You have some object that you want to move according to some physical law. We’ve known for quite some time how that works: there’s a force field acting on the object and we use Newton’s second law to connect that to the motion:
F = m a
In this case, F
is the gravitational pull. From what you write, I’m assuming that we’re dealing with gravity on or near the Earth’s surface and that the heights are insignificant when compared to the Earth’s radius (about 6000km). So we can approximate the force of gravity by a downward pull of 9.82 N. Assuming constant mass, this means that Newton’s second law translates to:
a = [0, -9.82]
(writing vectors as row vectors for ease of typing)
Now acceleration is the second derivative of position, so we could write this as
x'' = [0, -9.82]
That seems quite succinct. There’s a problem with it, though. It is a Differential Equation. Whilst we can solve that one explicitly, it is more robust to implement differential equations via a step-by-step method. The general method for this has also been known for quite some time (there’s not much that’s new in mathematics!) and is called Euler’s method. It says that if we have an ordinary differential equation of the form x' = f(x)
then the estimate for x(t + h)
is x(t) + h f(x)
.
So we want to apply this to the ODE (Ordinary Differential Equation) above. There’s a problem, though. Euler’s method, as I’ve written it, works for 1st order (one derivative) but the one above is 2nd order (two derivatives). It is possible to modify Euler’s method to arbitrary order, but it is neater (and easier to code!) to modify the ODE to 1st order. To do that, we introduce velocity. We already have it as x'
but we want to give it a different name and treat it as a new quantity. Let’s call it v
. Note that this is a vector-valued function (“speed” is the magnitude of velocity).
So now we have a system:
x' = v
v' = [0,-9.82]
We solve this using Euler’s method to see that
x(t + h) = x(t) + h v(t)
v(t + h) = v(t) + h[0,-9.82]
Note that we use the old value of v(t)
to compute x(t + h)
, not the new value.
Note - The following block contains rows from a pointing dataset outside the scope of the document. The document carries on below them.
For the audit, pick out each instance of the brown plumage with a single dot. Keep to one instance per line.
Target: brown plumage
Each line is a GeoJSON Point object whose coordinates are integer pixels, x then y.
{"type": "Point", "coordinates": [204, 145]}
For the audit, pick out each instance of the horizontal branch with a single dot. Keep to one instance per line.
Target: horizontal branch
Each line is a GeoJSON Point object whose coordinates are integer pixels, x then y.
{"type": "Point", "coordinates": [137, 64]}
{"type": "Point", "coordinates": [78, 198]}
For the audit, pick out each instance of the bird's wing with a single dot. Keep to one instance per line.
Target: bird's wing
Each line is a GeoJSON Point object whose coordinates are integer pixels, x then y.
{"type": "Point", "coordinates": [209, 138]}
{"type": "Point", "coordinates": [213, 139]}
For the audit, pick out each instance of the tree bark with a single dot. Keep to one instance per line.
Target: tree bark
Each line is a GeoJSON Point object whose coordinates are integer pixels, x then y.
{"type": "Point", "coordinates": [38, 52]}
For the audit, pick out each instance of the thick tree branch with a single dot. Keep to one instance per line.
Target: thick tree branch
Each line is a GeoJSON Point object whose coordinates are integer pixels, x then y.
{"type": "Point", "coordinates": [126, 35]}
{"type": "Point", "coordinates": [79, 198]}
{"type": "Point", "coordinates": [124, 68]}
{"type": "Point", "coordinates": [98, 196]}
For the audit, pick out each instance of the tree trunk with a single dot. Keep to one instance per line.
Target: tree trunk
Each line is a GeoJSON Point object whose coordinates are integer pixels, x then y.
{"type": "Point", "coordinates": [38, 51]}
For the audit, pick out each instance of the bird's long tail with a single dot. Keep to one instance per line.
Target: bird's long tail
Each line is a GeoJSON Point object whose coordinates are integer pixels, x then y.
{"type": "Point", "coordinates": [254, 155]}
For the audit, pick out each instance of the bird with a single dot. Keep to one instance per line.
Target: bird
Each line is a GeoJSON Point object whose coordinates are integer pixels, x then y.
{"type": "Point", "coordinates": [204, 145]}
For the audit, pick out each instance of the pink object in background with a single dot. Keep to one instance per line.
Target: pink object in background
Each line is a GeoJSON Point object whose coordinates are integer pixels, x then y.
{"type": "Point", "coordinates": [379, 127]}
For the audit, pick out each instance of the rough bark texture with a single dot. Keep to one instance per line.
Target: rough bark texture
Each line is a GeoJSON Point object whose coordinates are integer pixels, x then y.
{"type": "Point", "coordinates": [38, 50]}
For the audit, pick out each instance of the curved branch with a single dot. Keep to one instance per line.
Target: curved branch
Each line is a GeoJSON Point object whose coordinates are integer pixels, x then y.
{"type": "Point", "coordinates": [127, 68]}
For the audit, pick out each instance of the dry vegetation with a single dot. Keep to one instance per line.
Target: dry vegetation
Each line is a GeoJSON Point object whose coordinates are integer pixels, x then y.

So when implementing, keep the old values until the new values have been fully computed (in this example it’s possible to choose the order of computation to avoid this but in more complicated situations you need to do it properly).
We also need the initial conditions, x(0)
and v(0)
. With those, we’re done. Incidentally, v(0) = vec2(touch.x,touch.y) - origin
and you don’t ever have to compute the angle.